El mito narrado por Ovidio es archiconocido: El hermoso
Narciso rechaza a Eco, la ninfa que lo pretende y se enamora de su propia
imagen reflejada en un estanque, de tal forma que, al no poder separarse de
ella muere ahogado ahí. La historia se repite hoy en día: muchísimos jóvenes
están mucho más pendientes de sí mismos que de los demás y acaban por ahogarse
en un egoísmo superlativo que
los aleja de una correcta autoestima y de descubrir el valor de los otros como
forma de dar sentido a la vida. Es una idea planteada por José Ignacio
Munilla en una reciente ponencia en un congreso sobre la juventud, que comento
con mis propias palabras.
El narcisismo se manifiesta en la excesiva consideración de
sí mismo, en la idea de que la vida gira en torno a uno mismo, en
que a la hora de la verdad lo que cuenta es estar bien, sentirse bien, pasarlo
bien, y los demás verán qué hacen. Los jóvenes de “última generación” cuando
están “in”, en los momentos de euforia, tienen la pretensión de ser “lo
último”, pero cuando están “out”, en los momentos malos, se sienten víctimas
que no reciben suficiente atención de los demás. Son “mendigos perpetuamente
insatisfechos”. Van por la vida dando tumbos, huyendo hacia adelante, revelando
una incapacidad de descubrir al otro y de comprender sus necesidades.
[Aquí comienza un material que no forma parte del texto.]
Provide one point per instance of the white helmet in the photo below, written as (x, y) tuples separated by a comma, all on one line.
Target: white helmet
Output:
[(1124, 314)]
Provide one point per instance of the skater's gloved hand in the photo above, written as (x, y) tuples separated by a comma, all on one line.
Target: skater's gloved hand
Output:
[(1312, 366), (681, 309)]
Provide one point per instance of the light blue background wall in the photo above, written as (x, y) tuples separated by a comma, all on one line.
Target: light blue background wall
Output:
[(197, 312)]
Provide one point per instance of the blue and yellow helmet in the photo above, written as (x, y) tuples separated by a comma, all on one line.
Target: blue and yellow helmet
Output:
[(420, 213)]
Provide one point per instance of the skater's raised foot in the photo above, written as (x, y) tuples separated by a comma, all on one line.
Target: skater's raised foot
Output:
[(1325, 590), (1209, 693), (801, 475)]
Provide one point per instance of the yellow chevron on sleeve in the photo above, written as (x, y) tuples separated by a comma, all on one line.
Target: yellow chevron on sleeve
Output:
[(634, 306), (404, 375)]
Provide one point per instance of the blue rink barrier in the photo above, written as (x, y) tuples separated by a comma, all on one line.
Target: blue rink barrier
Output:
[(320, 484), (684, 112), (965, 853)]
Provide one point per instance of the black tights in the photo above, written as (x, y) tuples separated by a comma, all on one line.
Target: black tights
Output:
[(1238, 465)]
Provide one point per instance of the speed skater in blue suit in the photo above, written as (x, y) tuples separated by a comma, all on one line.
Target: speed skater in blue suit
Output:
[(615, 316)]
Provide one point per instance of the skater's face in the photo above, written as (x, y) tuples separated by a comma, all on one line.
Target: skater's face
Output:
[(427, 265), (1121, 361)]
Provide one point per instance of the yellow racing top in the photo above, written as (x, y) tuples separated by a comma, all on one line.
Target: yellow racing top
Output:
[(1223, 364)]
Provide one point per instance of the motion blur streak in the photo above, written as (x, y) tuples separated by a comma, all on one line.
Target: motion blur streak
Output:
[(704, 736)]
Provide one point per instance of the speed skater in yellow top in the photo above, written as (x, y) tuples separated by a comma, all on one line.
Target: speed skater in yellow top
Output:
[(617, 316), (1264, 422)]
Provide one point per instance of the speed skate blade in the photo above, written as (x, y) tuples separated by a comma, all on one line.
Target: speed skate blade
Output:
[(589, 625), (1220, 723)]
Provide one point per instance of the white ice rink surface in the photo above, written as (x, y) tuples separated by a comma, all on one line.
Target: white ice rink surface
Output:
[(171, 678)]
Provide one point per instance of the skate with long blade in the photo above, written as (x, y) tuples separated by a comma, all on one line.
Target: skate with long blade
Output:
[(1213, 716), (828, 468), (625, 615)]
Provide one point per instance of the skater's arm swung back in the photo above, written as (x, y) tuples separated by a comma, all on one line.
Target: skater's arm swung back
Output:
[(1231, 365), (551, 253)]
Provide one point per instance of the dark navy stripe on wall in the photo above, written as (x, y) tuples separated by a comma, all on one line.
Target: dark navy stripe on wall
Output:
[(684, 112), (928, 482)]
La contrapartida al narcisismo es la verdadera autoestima o
correcta valoración de sí mismo, la “aceptación humilde de la realidad”, sin
lamentaciones, ni quejas, ni querer cambiarlo todo sin empezar por cambiarse a
sí mismo primero. Munilla dice: “No olvidemos que la autoestima no proviene de
hacer muchas cosas, ni de lograr éxitos, ni de la apariencia física, sino de
saberse amado… Tenemos el riesgo de valorarnos según el juicio ajeno, de
hundirnos por un comentario o por un fracaso, etc. ¡Es un auténtico drama que
nuestro estado de ánimo se parezca a los vaivenes de la bolsa o a la montaña
rusa!”
No se trata de invitar al autodesprecio o a hundirse en el
pesimismo, pero
tampoco de dejase arrastrar por un optimismo ingenuo que desconoce lo que está
pasando alrededor, como
si se habitara en una burbuja aséptica, en la que uno no se entera del dolor,
de la miseria, de la desesperación de la vida de muchos, que tienen que ver con
nosotros más de los que creemos. Al contrario de lo pasa con el avance de la
tecnología, muchos jóvenes van al paso de la tortuga de la aporía de Zenón que
no avanza y parece que nunca llega a la meta.
Lo que sale a relucir es una profunda “herida afectiva”:
tener imagen, buscar aprecio y reconocimiento, afán de figurar, de ser
admirado, de recibir elogios, de tener éxito es mucho más importante que buscar
la plenitud interior, los ideales y metas que requieren un nivel espiritual
para afrontarlos, echar mano del esfuerzo, del sacrificio, de cierta abnegación
y olvido de sí. En lugar de una auténtica búsqueda de la felicidad o de la
realización personal lo que predomina es una hipersensibilidad y un espíritu
crítico ante todo. Para muchos de ellos la cultura es un cuento inútil, la
filosofía no sirve para nada; no hay que pensar demasiado, ni hay que ponerse a
salvar el mundo.
Una salida razonable: la generosidad, la sincera
preocupación por los demás, la solidaridad que invita a ayudar, a servir, a dar
lo mejor de sí en la tarea por vencer los males de la sociedad y del mundo,
recordando con José Ignacio Munilla aquella frase del escritor español Unamumo:
“El que quiere todo lo que sucede, consigue siempre que suceda cuanto quiere.
¡Omnipotencia humana por la aceptación”.